Blood and urine are commonly used as biological samples in biomonitoring studies. According to the National Report on Human Exposure to Environmental Chemicals, hydrophobic parent compounds such as per- and polyfluoroalkyl substances are primarily detected in serum due to their protein-binding properties and poor water solubility[9]. Although these compounds are less frequently detected in urine, trace amounts can still be found depending on the sensitivity of the analytical methods used. Additionally, the biotransformation products formed when environmental pollutants undergo biotransformation reactions in the human body are more soluble in urine. For instance, phthalate metabolites are commonly used as exposure markers to evaluate phthalate ester exposure in biomonitoring investigations, as the half-life of phthalate esters is approximately 12 h in urine[10]. Consequently, both blood and urine samples are valuable for biomonitoring investigations. However, the variability in exposure times and the fluctuations in chemical compound levels in these matrices can complicate the profiling of environmental chemical alterations over extended periods[11-13]. In contrast, hair serves as an excellent matrix for long-term biomonitoring due to the accumulation of chemicals during its growth[14-16]. A study indicated that hair allows the detection of both parent pesticides and hydrophilic metabolites, while urine can only be applied for hydrophilic chemicals[17]. Additionally, the exposure markers of phthalate esters could be detected and quantified in rat and human hair samples[18,19]. Moreover, 28 exposure markers of DPHP were identified in the hair matrix, whereas only 7 exposure markers of DPHP were detected in the urine 30 days post-exposure in rats[20]. This disparity underscores the utility of hair for long-term determination of exposure markers in biomonitoring. A 1-cm hair segment typically represents approximately one month of exposure markers and endogenous metabolite accumulation, providing a stable record of exposure[21,22]. Segmented hair analysis, based on the average growth rate of hair, can offer insights into metabolic changes over time[21]. Thus, hair provides a broader detection window and a more enduring record of metabolite accumulation compared to blood and urine in biomonitoring investigations.
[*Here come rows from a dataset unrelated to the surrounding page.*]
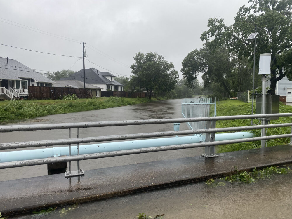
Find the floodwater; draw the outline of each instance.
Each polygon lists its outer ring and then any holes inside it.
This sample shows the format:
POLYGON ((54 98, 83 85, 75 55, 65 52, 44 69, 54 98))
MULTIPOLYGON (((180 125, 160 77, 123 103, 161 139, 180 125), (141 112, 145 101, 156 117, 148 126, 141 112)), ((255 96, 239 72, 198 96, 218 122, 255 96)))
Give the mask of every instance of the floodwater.
MULTIPOLYGON (((59 114, 29 120, 12 125, 48 124, 152 119, 181 118, 181 100, 152 102, 135 105, 77 113, 59 114)), ((180 130, 188 129, 182 124, 180 130)), ((81 128, 80 137, 95 137, 173 131, 172 124, 111 126, 81 128)), ((72 130, 71 137, 77 136, 77 129, 72 130)), ((16 142, 69 138, 68 129, 15 132, 0 133, 0 142, 16 142)), ((34 148, 35 149, 39 148, 34 148)), ((29 150, 29 148, 19 150, 29 150)), ((114 166, 169 159, 200 155, 203 148, 100 158, 81 161, 80 168, 86 170, 114 166)), ((77 169, 77 161, 72 162, 72 170, 77 169)), ((69 167, 68 167, 69 168, 69 167)), ((0 181, 46 175, 47 165, 0 170, 0 181)))
POLYGON ((165 214, 164 219, 291 218, 291 172, 249 184, 227 182, 214 187, 202 182, 162 188, 59 207, 47 215, 30 213, 11 218, 134 219, 144 213, 152 218, 165 214))

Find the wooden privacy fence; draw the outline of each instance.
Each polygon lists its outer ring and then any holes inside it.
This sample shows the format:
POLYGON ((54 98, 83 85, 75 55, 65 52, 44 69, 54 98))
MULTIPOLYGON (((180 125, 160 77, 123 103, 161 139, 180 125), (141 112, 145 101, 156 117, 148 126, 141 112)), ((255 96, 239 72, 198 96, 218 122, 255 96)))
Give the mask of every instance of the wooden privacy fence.
MULTIPOLYGON (((153 96, 154 93, 152 93, 152 96, 153 96)), ((101 96, 109 97, 148 97, 149 96, 149 93, 145 92, 133 92, 131 93, 125 91, 101 91, 101 96)))
POLYGON ((75 94, 78 98, 92 97, 91 93, 86 89, 57 87, 28 87, 28 99, 62 99, 64 95, 75 94))

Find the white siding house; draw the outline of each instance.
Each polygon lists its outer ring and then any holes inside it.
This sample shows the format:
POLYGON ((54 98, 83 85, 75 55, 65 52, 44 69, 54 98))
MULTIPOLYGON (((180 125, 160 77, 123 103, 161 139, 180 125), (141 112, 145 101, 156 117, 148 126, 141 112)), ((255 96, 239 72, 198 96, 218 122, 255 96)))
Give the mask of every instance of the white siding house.
MULTIPOLYGON (((85 69, 85 82, 90 84, 99 87, 106 91, 115 90, 123 91, 124 85, 115 81, 115 77, 107 72, 101 72, 91 68, 85 69)), ((60 80, 77 80, 83 81, 83 70, 77 72, 67 78, 61 78, 60 80)))
MULTIPOLYGON (((270 87, 270 81, 268 81, 267 86, 270 87)), ((280 101, 292 102, 292 81, 289 81, 286 76, 277 81, 276 94, 280 95, 280 101)))

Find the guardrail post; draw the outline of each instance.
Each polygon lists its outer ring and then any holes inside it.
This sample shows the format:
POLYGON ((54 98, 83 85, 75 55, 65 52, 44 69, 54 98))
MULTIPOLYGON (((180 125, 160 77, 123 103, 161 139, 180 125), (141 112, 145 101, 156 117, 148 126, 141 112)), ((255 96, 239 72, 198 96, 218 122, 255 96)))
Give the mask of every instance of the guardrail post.
MULTIPOLYGON (((291 126, 291 134, 292 134, 292 126, 291 126)), ((290 146, 292 145, 292 137, 290 137, 290 146)))
MULTIPOLYGON (((216 121, 207 121, 206 122, 206 128, 215 128, 216 127, 216 121)), ((215 141, 215 133, 206 133, 205 142, 208 142, 215 141)), ((218 157, 218 155, 215 153, 215 146, 207 146, 205 147, 205 154, 202 154, 202 156, 205 157, 218 157)))
MULTIPOLYGON (((69 128, 69 138, 71 138, 71 129, 69 128)), ((79 138, 79 134, 80 133, 80 128, 77 128, 77 138, 79 138)), ((79 155, 79 151, 80 151, 80 144, 78 143, 77 144, 77 155, 79 155)), ((71 156, 71 145, 69 144, 69 156, 71 156)), ((69 171, 68 172, 68 171, 66 171, 65 172, 65 177, 66 178, 68 178, 69 177, 71 177, 72 176, 79 176, 84 175, 84 171, 83 170, 80 168, 80 164, 79 164, 80 161, 77 161, 77 170, 74 171, 71 171, 71 162, 69 162, 69 171)), ((79 178, 78 178, 79 179, 79 178)))

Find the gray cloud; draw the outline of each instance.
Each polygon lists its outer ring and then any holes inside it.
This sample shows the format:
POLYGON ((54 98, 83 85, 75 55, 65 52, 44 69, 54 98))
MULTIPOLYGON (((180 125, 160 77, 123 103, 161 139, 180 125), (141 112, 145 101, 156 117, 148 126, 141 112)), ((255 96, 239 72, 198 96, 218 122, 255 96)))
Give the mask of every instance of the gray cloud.
MULTIPOLYGON (((157 53, 173 62, 179 71, 188 53, 201 46, 200 36, 207 29, 208 19, 224 18, 230 25, 239 7, 248 3, 248 0, 0 0, 0 18, 86 42, 89 60, 117 73, 129 75, 133 57, 140 51, 157 53), (128 67, 106 58, 100 51, 128 67)), ((82 55, 79 42, 3 22, 0 22, 0 29, 1 44, 62 55, 82 55)), ((8 56, 34 69, 51 71, 68 69, 78 59, 1 45, 0 56, 8 56)), ((85 67, 104 70, 86 60, 85 67)), ((71 69, 78 71, 82 67, 79 60, 71 69)))

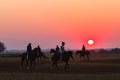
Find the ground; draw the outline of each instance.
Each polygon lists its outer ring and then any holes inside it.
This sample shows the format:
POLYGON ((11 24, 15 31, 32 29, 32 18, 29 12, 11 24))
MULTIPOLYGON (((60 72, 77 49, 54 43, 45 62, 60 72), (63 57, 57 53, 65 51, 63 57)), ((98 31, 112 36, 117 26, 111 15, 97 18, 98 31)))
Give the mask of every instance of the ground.
MULTIPOLYGON (((48 55, 50 57, 50 55, 48 55)), ((70 60, 70 69, 64 71, 52 68, 50 58, 45 62, 36 62, 36 68, 26 71, 20 67, 20 57, 0 58, 1 80, 120 80, 120 54, 92 54, 90 61, 80 61, 74 55, 70 60)))

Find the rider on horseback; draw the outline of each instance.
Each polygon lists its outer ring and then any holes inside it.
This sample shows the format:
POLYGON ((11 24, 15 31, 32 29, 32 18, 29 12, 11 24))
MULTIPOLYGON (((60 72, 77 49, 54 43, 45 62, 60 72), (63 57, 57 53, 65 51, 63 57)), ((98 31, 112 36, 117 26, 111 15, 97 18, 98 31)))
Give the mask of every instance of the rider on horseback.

Hair has recently been utilized for biomonitoring investigations to characterize the chemical exposome across various demographic populations[23-27]. Variations in the human exposome might be influenced by numerous factors, such as genetics, ethnicity, age, and sex[28-30]. Among these, age and sex significantly affect hormone levels, enzyme activities, and metabolic rates, which can introduce potential confounding factors when characterizing long-term chemical exposome and conducting biomonitoring investigations. Establishing a baseline associated with age and sex by characterizing hair metabolome is essential for using hair in environmental exposure assessment across different demographic groups. This approach might eliminate the confounding factors related to age and sex in biomonitoring investigations. However, a baseline for the hair metabolome based on age and sex has not yet been established in humans. Metabolomics, an omics approach that focuses on identifying small molecules (< 1,500 Da) in biological systems, has become a suitable strategy for exploring hair metabolome baseline for biomonitoring investigations[31]. In this study, we aimed to establish a baseline of the metabolic profile in human hair across age and sex using high-resolution mass spectrometry (HRMS).
EXPERIMENTAL
Study design
We aimed to explore the differences of metabolites in human hair based on age and sex using HRMS-based metabolomics approach for developing a baseline for biomonitoring investigation. This study design is shown in Figure 1. This study was divided into three parts: hair collection and preparation, data acquisition and processing, and statistical analysis, identification, distribution, and metabolic pathway search.
Figure 1. Study design for determining a biomonitoring baseline by characterizing the hair metabolome across age and sex. A study design for exploring the variations of metabolomic profiles with age and sex in human hair by UHPLC-HRMS. Hair samples from the elder group (12 males and 12 females) and the younger group (12 males and 12 females) were collected and subjected to untargeted metabolomics analysis. After hair sample decontamination, homogenization, and extraction, the hair extracts were analyzed with UHPLC-HRMS. The raw MS data were converted to peak lists using MS-DIAL for feature detection, alignment, and compound identification to explore chemical structure, and then, the metabolic pathways were analyzed. UHPLC-HRMS: Ultra-high-performance liquid chromatography coupled with high-resolution mass spectrometry; MS: mass spectrometry.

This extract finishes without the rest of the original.